While UK MPs across party lines spoke in favour of the legislation, it is worth noting that it was driven by the British Conservative Party, which is known for dubious claims and rank populism.
Indeed, like Brexit, this was an outcome built on exaggerations and outright lies that ignored the advice of leading conservation scientists and African governments and communities. These critics pointed out that the income derived from foreign trophy hunters in many regions provides poor rural communities with an incentive to live in close proximity to dangerous wildlife, preserving critical habitat from the plough.
“While I’m sure that those MPs who supported the bill meant well and felt they were responding to the views of many people in Britain, the bill is a dangerous one that could have serious consequences for countries in Africa which preserve wildlife habitat and the vast majority of the wildlife there through a mix of tourism and hunting.
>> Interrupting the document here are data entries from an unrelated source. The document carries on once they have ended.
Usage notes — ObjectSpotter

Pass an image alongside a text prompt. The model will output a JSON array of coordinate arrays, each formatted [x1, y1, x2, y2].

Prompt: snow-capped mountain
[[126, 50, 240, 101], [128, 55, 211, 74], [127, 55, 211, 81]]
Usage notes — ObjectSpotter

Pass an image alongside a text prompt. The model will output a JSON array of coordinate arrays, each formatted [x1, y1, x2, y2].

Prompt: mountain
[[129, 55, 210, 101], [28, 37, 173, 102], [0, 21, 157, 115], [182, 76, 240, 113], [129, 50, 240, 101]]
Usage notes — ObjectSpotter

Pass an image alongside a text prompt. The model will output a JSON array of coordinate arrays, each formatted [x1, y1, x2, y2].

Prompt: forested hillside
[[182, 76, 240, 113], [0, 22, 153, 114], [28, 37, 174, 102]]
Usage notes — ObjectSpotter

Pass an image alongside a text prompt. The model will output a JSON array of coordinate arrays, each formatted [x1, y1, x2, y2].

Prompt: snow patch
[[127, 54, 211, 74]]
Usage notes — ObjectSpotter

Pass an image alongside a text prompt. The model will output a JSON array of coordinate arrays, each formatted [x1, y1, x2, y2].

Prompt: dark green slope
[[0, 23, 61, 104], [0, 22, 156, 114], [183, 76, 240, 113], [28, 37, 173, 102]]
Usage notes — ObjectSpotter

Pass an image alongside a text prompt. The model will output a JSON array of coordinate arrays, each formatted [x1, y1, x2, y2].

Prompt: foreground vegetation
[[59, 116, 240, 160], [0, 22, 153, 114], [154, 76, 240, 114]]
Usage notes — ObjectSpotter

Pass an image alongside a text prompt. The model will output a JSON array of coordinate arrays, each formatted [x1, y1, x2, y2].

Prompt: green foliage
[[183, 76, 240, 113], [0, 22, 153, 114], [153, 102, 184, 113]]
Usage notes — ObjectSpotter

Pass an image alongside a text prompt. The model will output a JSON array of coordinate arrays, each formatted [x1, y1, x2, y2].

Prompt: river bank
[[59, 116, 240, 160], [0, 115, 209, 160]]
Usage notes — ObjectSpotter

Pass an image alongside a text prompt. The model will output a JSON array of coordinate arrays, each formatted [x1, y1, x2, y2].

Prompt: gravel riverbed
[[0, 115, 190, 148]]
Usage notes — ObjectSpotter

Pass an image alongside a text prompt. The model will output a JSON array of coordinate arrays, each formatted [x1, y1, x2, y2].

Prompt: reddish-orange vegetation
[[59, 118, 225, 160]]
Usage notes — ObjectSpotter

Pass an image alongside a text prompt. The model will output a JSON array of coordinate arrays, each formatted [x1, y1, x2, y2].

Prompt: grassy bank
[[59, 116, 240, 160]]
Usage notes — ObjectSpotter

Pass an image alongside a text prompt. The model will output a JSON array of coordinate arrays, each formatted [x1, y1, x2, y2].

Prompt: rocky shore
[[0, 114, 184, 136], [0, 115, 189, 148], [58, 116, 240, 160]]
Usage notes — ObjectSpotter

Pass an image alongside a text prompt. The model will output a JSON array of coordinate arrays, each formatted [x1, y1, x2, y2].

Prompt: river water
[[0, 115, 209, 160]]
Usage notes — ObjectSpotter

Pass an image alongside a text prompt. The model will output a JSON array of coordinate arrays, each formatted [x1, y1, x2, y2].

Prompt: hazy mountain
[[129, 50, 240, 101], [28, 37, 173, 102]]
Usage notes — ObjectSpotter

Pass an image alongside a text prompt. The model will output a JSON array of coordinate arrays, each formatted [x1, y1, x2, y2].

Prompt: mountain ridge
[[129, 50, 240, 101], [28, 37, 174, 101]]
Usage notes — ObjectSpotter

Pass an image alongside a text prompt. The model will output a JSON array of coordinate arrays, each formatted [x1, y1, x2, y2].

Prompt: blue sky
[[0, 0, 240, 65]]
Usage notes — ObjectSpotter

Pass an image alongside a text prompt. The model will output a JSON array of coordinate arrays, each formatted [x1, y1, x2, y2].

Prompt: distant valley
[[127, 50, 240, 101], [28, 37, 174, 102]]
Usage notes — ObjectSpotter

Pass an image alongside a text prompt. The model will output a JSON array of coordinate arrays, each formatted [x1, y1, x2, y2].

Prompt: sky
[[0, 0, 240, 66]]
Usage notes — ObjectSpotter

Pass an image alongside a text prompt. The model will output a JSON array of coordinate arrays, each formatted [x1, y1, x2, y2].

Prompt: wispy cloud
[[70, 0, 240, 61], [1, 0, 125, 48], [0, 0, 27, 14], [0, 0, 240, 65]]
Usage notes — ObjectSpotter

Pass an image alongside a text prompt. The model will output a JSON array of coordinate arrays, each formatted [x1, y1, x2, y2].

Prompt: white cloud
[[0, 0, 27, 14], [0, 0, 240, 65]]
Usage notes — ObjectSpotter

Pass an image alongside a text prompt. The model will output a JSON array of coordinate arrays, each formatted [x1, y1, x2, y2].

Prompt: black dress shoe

Neither of those alone can fund the conservation needs of countries like Botswana, Namibia, Zimbabwe and Tanzania,” Keith Somerville, a professor at the Durrell Institute of Conservation and Ecology at the University of Kent, told Business Maverick.
“But it must be remembered that in Africa there is more wildlife habitat designated for hunting, and therefore protected from poaching, than there are national parks or reserves. If you cause the hunting industry to collapse or be banned without a sustainable and locally supported alternative in place, the habitat for all wildlife there will be lost.”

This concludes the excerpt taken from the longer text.